Bioorthogonal chemistry is being applied to cancer treatment by José M. Mejía Oneto, MD, PhD, CEO of Shasqi Inc., which has developed a way to safely deliver high doses of chemotherapy without impacting nearby tissues.
“I’m so happy that José has taken on this challenge of deploying bioorthogonal chemistry for cancer treatment, and that he has been so successful,” said Bertozzi,
who also serves as Baker family director of Stanford ChEM-H, Anne T. and Robert M. Bass professor in the School of Humanities and Sciences, and professor, by courtesy, of chemical and systems biology and of radiology at Stanford Medicine. “If you listen to interviews I’m giving about how bioorthogonal chemistry can benefit humanity, I go right to José and Shasqi as an example.”
When Bertozzi learned she won the Nobel with K. Barry Sharpless, PhD, professor at Scripps Research, and Morten Meldal, PhD, professor at University of Copenhagen, she was told that her life was about to change.
Three months later, it has, indeed, changed.

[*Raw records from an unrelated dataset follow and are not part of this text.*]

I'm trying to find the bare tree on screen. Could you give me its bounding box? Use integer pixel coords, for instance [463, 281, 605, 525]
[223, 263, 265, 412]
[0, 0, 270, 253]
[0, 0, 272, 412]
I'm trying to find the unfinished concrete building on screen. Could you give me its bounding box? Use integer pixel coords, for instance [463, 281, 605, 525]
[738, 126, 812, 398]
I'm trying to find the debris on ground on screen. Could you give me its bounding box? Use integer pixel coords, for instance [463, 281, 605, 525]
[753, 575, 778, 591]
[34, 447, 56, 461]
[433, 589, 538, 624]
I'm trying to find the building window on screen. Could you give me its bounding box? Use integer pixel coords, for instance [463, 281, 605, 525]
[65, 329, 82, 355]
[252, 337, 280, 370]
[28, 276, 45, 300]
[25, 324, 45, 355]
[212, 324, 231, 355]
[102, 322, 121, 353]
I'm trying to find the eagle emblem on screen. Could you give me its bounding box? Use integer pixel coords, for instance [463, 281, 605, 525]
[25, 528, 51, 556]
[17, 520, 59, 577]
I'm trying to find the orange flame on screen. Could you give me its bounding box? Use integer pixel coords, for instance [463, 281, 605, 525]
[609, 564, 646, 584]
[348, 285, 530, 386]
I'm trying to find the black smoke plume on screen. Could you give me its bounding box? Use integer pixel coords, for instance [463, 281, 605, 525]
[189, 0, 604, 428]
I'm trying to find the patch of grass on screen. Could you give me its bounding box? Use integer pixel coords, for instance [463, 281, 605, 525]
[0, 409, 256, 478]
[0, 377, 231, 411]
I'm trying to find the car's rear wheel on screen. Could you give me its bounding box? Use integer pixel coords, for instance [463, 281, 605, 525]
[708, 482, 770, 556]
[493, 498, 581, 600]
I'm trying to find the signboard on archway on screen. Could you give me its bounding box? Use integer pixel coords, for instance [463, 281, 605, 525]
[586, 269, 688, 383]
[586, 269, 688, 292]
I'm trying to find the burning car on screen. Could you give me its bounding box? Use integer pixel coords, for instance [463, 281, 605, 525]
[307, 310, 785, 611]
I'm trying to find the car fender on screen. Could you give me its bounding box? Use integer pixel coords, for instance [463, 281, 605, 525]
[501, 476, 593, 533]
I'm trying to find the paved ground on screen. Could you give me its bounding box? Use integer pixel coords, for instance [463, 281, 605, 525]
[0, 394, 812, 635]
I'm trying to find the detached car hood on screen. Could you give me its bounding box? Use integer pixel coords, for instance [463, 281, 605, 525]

“It’s been a whirlwind with all the interviews and attention I’m not accustomed to,” she said. “They tell me that eventually, it does die down. I’m just trying to go with the flow.”
Click chemistry in living organisms
Sharpless, Hartmuth Kolb, PhD, and M.G. Finn, PhD, introduced click chemistry in 2001. It involves chemical reactions in which specific pairs of molecules react selectively with one another and ignore their environment, according to a Stanford University press release.
Bertozzi and her research team showed these reactions can occur in cells or animals. This phenomenon, known as bioorthogonal chemistry, refers to any chemical reaction that can occur within a living system without disrupting the biochemical processes of the organism.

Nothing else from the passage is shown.